Анастасия была в белой шелковой блузке с легкими свободными рукавами, украшенной по проймам золотой тесьмой, талию демонической женщины стягивал кушак, узкие брюки из белого бархата были вправлены в красные сапожки.
– Откуда выкройку брала?
– Из «Бурды», – сказала Анастасия. – Ну хоть красивая?
– Еще бы не красивая! – сказал Данилов.
– А что ты пялишь на меня свои бесстыжие глаза! Ему бы обходить меня за версты, а он сидит со мной – и ему не совестно!
Впрочем, все это было произнесено Анастасией хотя и громко, но без всякого напора и желания кокетничать. Скорее нежно и робко. Если прежде явления Анастасии Данилову, особенно в земных условиях, сопровождались световыми столбами, сотрясением воздуха, волнением вод и минералов, если прежде вокруг Анастасии все бурлило, все стонало, а Анастасия была сама страсть, то теперь в зарослях бузины и листочки не шелестели, и не осыпались спелые ягоды. Анастасия же проявляла себя чуть ли не скромницей. Что же она?
– Ты не сердись на меня, – сказал Данилов. – Ты ведь знаешь мои обстоятельства.
– Я не сержусь, – взглянула на него Анастасия. – У меня хватает приятелей. Я ими довольна. А к тебе равнодушна.
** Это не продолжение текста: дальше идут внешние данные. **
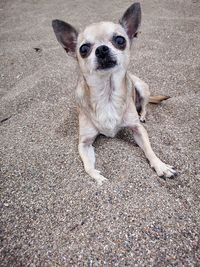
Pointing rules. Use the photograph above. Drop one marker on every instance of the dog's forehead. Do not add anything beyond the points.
(100, 31)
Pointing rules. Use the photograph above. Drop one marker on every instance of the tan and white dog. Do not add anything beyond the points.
(109, 98)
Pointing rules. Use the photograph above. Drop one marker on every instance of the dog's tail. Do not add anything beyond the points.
(156, 99)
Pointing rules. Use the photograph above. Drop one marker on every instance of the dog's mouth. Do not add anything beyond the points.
(106, 63)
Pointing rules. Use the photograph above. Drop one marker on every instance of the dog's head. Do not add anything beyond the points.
(103, 46)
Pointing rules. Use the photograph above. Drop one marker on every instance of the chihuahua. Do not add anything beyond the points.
(108, 96)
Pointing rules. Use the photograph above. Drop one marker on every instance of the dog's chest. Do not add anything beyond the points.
(108, 114)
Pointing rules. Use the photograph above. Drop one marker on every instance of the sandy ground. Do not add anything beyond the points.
(52, 213)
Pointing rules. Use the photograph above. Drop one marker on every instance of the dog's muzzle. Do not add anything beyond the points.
(104, 58)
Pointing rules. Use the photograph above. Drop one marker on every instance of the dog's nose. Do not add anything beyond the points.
(102, 51)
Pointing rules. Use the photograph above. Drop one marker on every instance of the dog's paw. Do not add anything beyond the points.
(163, 170)
(142, 119)
(100, 179)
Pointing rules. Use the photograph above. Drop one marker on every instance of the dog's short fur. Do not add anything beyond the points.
(108, 96)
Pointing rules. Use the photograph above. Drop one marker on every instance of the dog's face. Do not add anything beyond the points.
(101, 47)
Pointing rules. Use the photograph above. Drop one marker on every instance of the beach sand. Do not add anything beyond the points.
(52, 212)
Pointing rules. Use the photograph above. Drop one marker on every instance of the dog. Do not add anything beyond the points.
(109, 98)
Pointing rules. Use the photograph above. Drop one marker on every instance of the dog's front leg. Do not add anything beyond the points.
(87, 135)
(141, 138)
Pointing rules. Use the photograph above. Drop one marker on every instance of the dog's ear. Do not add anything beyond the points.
(131, 20)
(66, 36)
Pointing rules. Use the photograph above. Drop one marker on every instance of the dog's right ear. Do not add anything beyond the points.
(66, 36)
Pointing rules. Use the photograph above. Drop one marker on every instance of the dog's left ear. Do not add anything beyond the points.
(131, 20)
(66, 35)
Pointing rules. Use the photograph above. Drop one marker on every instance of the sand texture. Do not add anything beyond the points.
(52, 213)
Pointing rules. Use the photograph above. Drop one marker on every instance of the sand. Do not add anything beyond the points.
(52, 213)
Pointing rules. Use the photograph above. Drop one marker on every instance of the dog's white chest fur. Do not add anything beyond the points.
(107, 116)
(107, 103)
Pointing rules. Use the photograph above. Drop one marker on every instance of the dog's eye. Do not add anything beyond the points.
(85, 50)
(119, 42)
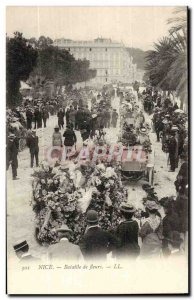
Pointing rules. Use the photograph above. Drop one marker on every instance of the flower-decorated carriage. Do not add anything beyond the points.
(65, 193)
(137, 156)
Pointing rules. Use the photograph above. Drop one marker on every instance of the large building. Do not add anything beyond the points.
(111, 59)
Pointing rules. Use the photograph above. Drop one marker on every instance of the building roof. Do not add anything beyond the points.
(99, 42)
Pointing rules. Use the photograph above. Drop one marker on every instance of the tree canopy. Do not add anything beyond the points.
(166, 65)
(39, 61)
(21, 58)
(59, 65)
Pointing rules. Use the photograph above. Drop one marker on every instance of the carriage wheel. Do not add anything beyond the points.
(150, 176)
(22, 144)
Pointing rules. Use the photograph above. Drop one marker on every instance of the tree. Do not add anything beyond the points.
(60, 66)
(20, 60)
(166, 65)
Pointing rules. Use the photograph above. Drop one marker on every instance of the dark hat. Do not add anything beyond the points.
(64, 228)
(92, 216)
(126, 207)
(12, 136)
(151, 204)
(20, 245)
(175, 238)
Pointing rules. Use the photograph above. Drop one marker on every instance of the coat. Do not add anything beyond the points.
(57, 139)
(151, 238)
(32, 143)
(64, 251)
(12, 151)
(97, 243)
(70, 137)
(60, 116)
(127, 235)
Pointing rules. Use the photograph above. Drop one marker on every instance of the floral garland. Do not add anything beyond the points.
(57, 200)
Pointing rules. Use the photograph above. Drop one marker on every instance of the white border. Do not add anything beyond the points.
(3, 5)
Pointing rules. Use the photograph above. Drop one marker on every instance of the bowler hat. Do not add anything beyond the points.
(151, 204)
(92, 216)
(126, 207)
(142, 130)
(12, 135)
(174, 237)
(20, 245)
(63, 228)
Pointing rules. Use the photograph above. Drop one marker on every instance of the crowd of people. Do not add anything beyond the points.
(91, 113)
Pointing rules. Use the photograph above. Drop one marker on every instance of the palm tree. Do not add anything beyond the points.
(167, 63)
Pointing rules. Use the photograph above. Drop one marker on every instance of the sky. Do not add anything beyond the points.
(137, 27)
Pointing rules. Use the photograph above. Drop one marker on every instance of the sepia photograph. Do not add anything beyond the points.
(97, 150)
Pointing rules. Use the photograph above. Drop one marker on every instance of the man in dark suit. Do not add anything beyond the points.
(12, 153)
(32, 143)
(64, 250)
(22, 252)
(96, 243)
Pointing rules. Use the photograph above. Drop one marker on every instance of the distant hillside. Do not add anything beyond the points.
(138, 57)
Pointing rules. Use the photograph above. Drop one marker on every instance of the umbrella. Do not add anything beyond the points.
(179, 111)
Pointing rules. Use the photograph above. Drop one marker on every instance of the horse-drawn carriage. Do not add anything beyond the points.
(137, 163)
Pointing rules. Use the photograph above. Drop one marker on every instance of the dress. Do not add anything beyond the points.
(151, 234)
(127, 235)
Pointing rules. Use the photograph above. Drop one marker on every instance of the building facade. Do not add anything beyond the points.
(111, 59)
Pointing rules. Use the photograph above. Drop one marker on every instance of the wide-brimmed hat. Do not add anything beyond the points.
(143, 130)
(174, 128)
(127, 207)
(92, 216)
(174, 237)
(151, 204)
(12, 136)
(94, 116)
(63, 228)
(20, 245)
(14, 119)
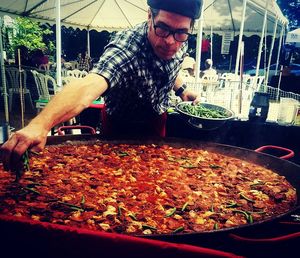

Данилов не знал, что сказать ей на эти слова. Потом вспомнил:
– Спасибо тебе.
– За что?
– За то, что выходила меня после поединка. За то, что дыру заштопала шелковыми нитками. За все. Ты ведь и рисковала тогда.
– Рисковала! – махнула рукой Анастасия. – А то что же! – Она внезапно повернулась к нему, притянула его к себе, сказала: – Данилов! Останься здесь! Я прошу тебя! Зачем тебе Земля?
– Что ты, Анастасия? Ты же сама смоленских кровей.
– Нет, – сказала Анастасия. – Я на Земле чужая. Мне лучше здесь. Каждому из нас лучше здесь. Останься! Я теперь все могу. Ты – на договоре. А будешь здесь свой, со всеми правами. Я устрою. Только останься. Ради меня!
В ее глазах была мольба и любовь.
– Я не могу, – сказал Данилов. – Прости меня.
– Тогда уходи! – закричала она. – Уходи! Сейчас же! Прощай! Все! И не оборачивайся!
Данилов пошел, голову опустив, было ему скверно. Он не обернулся. Анастасия, может быть, рыдала теперь на белой скамье. Впрочем, если бы он обернулся, он бы ничего не увидел. Ни скамьи, ни бузины, ни Анастасии не было.
Теперь и Анастасия… Но что он мог ей сказать?
Надо было отбывать, как распорядился Валентин Сергеевич. Данилов подошел к шкафу, где висела его земная одежда.